Faltering global demand is expected to weigh on growth this year. Conversely, the economy should benefit from frantic front-loading of consumer purchases ahead of October’s sales tax. The key downside risks are further trade restrictions, which would reduce demand for Japanese goods, as well as weaker global growth, which could strengthen the yen. FocusEconomics panelists see the economy growing 0.8% in 2019, which is unchanged from last month’s forecast, and 0.5% in 2020.
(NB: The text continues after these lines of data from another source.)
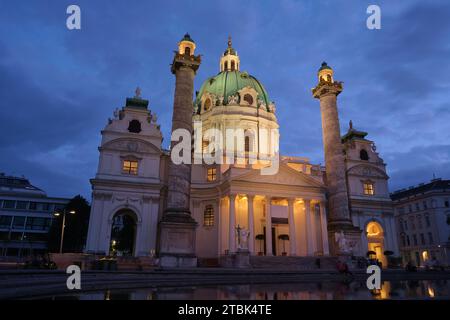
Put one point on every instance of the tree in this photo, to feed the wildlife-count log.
(75, 233)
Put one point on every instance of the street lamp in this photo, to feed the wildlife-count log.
(63, 226)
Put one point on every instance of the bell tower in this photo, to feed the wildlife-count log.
(339, 218)
(177, 227)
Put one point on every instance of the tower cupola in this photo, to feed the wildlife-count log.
(325, 73)
(186, 46)
(229, 60)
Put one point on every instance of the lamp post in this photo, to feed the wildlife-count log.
(63, 226)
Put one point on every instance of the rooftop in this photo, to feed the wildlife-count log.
(435, 184)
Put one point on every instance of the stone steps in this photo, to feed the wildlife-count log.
(292, 263)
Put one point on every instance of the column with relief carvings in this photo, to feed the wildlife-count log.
(251, 224)
(177, 227)
(324, 228)
(292, 235)
(232, 224)
(309, 228)
(269, 251)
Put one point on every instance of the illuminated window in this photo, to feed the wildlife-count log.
(368, 188)
(363, 155)
(130, 167)
(205, 144)
(247, 144)
(211, 174)
(207, 104)
(134, 126)
(208, 216)
(427, 220)
(249, 99)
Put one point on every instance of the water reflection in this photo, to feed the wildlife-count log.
(423, 289)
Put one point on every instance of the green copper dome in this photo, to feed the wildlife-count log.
(187, 37)
(325, 66)
(228, 83)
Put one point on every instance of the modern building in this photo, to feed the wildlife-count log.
(422, 215)
(235, 205)
(26, 214)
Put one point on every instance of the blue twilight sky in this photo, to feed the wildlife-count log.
(58, 87)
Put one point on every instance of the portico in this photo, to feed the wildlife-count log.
(299, 222)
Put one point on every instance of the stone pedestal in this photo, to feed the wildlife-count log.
(242, 259)
(177, 242)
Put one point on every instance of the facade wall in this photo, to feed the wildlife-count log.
(423, 224)
(118, 190)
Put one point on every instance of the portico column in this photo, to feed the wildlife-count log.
(324, 229)
(268, 228)
(232, 225)
(309, 228)
(251, 224)
(292, 237)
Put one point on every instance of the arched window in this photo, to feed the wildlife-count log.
(134, 126)
(363, 155)
(123, 233)
(368, 188)
(249, 99)
(247, 144)
(208, 216)
(207, 104)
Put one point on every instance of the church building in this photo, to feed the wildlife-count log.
(233, 207)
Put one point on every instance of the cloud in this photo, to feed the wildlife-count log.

Inflation jumped to 0.9% in April from 0.5% in March. Price pressures nevertheless remain relatively muted, mostly reflecting Japan’s firmly entrenched deflationary mindset, strong productivity gains and increased competition largely thanks to technological progress. Looking forward, the sales tax hike scheduled for October should boost inflation significantly. FocusEconomics panelists expect inflation to average 0.8% in 2019, which is unchanged from last month’s estimate, before reaching 1.1% in 2020. 

The Bank of Japan (BoJ) kept its monetary policy on hold and forward guidance was unchanged at the 19–20 June meeting. The Bank supported its decision on the back of subdued inflationary pressures and an uncertain global economic outlook. That said, the BoJ could expand its monetary stimulus as soon as in Q3 in the event of a rate cut by the Fed. A majority of FocusEconomics panelists expect the BoJ’s short-term policy rate to remain unchanged at minus 0.10% until at least the end of 2020.

Rising global trade tensions continued to fuel demand for safe-haven assets in recent weeks, leading the yen to strengthen against the U.S. dollar. On 20 June, the yen traded at JPY 107.3 per USD, appreciating 2.6% month-on-month. Looking forward, the evolution of the yen will be mostly determined by external events such as the trade war and global growth prospects. Panelists see the yen trading at JPY 108.1 per USD at the end of 2019 and at JPY 106.7 per USD by the end of 2020.